Because P&C insurers allocate a significant portion of their assets to high-quality bonds, they provide their stockholders like Buffett with inherent downside protection. Remaining assets are invested in highly liquid equities and cash. Unlike investments made by most operating companies in depreciating capital equipment, R&D, inventory and other sunk costs, investments in marketable securities retain value on the balance sheet until they are redeemed at maturity or sold at prevailing market prices. These investments are owned by the P&C insurer just like a mutual fund would own bonds and stocks. Furthermore, if a P&C insurer is underwriting profitably, it does not have to subsidize its underwriting losses with forced investment sales; it can put itself in a position to hold a portion of its investments in compounding equities ad infinitum.



When Buffett invested in a P&C insurer, he gained exposure to insurance risk, which has very little correlation with financial markets. This lack of correlation of insurance risk is highly attractive in two ways: first, as a source of additional, non-correlated returns and, second, as a source of non-recourse, non-correlated funding. All of these benefits work in tandem to generate a higher base of non-correlated returns for investors in P&C insurance companies, but only if underwriting is consistently profitable.

Additional, non-correlated returns: Underwriting profits provide incremental returns via the successful management of insurance risk that has little correlation with investment returns achieved by P&C insurers in their bond and stock portfolios.

As mentioned above, insurance premiums partially fund investment purchases made by P&C insurers, increasing their AUM and juicing their investment returns.

Non-recourse funding: As long as underwriting is consistently profitable, the providers of this premium funding, i.e. the policyholders, have no recourse to the assets purchased with the premiums they paid. Contrast this with traditional debt and margin providers who have full recourse to investments purchased with their capital, having the ability to force liquidations and issue margin calls when the value of their collateral falls too low. 

Non-correlated funding: Credit conditions and investor appetite have little bearing on the amount of insurance premiums available for funding investment purchases. P&C insurers can continue to source premium funding and invest when access to (borrowed) capital has become non-existent for most investors, during credit crunches and equity sell-offs, exactly when investments are most attractively valued.

All of the above non-correlated yet return-enhancing benefits can be enjoyed by a P&C insurer if it underwrites profitably. However, very few P&C insurers underwrite profitably on a consistent basis.



Our expertise consists of finding the select few P&C insurance carriers that will underwrite profitably on a consistent basis for many years to come.

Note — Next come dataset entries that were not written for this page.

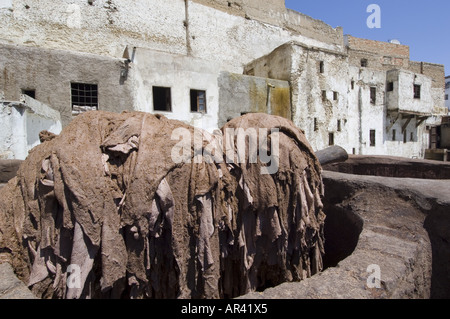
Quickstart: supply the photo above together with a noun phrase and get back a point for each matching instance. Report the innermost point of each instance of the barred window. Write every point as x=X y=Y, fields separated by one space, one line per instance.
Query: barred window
x=198 y=101
x=84 y=97
x=162 y=99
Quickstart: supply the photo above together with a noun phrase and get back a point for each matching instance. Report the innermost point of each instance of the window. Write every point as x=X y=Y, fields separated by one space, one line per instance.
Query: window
x=417 y=89
x=372 y=138
x=162 y=100
x=198 y=101
x=321 y=67
x=30 y=92
x=84 y=97
x=390 y=87
x=373 y=95
x=331 y=139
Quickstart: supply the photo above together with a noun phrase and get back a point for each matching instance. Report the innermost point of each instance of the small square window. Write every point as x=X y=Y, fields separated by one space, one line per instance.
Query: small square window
x=417 y=89
x=373 y=95
x=331 y=139
x=84 y=97
x=198 y=101
x=321 y=67
x=30 y=92
x=162 y=99
x=372 y=138
x=390 y=87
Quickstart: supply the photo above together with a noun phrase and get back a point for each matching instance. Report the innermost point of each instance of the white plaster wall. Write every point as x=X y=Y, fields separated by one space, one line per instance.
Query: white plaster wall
x=307 y=85
x=447 y=92
x=234 y=41
x=403 y=96
x=105 y=27
x=20 y=125
x=181 y=74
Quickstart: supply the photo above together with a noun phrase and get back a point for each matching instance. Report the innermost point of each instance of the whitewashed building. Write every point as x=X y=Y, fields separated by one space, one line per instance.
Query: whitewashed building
x=447 y=93
x=207 y=61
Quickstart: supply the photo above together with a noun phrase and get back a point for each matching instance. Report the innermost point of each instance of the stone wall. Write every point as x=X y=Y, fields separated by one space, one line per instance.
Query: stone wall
x=50 y=73
x=241 y=94
x=20 y=125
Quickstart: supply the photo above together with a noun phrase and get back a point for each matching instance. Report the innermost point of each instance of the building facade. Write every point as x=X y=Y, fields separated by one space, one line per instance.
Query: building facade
x=207 y=61
x=447 y=93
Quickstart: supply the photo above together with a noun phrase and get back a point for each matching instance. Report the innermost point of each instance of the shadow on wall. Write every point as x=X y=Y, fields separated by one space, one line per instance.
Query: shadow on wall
x=437 y=225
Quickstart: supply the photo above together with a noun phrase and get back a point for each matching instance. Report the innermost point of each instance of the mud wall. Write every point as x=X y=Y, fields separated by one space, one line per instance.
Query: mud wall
x=392 y=167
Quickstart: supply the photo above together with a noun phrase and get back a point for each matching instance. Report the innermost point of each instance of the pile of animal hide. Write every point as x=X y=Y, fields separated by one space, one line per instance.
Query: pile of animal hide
x=127 y=206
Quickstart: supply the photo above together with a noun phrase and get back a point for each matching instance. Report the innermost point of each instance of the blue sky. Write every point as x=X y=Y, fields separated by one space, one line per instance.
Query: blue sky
x=423 y=25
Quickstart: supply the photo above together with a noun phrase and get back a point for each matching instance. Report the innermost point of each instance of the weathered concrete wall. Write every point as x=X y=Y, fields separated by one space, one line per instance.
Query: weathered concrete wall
x=181 y=74
x=230 y=33
x=240 y=94
x=404 y=232
x=103 y=28
x=20 y=125
x=50 y=73
x=447 y=93
x=390 y=166
x=402 y=98
x=381 y=55
x=316 y=114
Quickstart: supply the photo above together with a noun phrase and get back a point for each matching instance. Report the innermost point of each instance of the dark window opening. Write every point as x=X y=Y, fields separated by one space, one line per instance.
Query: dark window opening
x=417 y=89
x=162 y=100
x=30 y=92
x=372 y=138
x=331 y=139
x=373 y=95
x=84 y=96
x=390 y=87
x=198 y=101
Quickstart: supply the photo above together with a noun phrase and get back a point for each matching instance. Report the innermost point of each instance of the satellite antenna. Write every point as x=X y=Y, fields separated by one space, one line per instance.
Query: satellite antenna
x=395 y=41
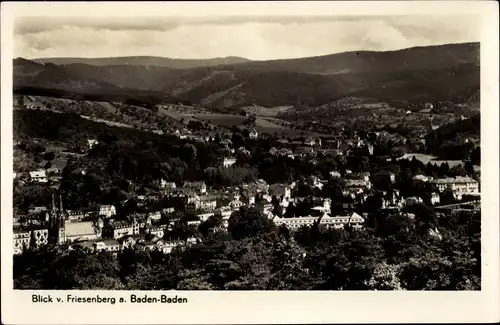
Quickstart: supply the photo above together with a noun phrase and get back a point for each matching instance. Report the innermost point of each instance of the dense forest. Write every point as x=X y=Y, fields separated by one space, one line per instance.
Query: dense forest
x=127 y=159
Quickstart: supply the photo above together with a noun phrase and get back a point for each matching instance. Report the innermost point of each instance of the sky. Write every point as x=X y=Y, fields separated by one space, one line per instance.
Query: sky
x=255 y=38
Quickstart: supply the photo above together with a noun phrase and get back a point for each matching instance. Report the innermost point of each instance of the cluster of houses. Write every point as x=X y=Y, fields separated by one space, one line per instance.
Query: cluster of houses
x=459 y=185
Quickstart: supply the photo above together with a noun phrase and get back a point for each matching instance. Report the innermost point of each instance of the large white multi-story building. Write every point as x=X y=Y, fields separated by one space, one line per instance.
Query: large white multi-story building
x=459 y=186
x=22 y=239
x=337 y=222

By doing so, we will be owning companies that have put themselves in the best possible position to enjoy the 3 benefits mentioned above that made Berkshire Hathaway immensely successful and Warren Buffett the wealthiest individual of our generation.

Nevertheless, for almost all of the past 38 years, NICO has been a star performer. Indeed, had we not made this acquisition, Berkshire would be lucky to be worth HALF of what it is today.
— Warren Buffett, 2004 annual letter, referencing Berkshire's purchase of its first insurance company NICO for $8.6 million in 1967. Berkshire is worth almost $400 billion today.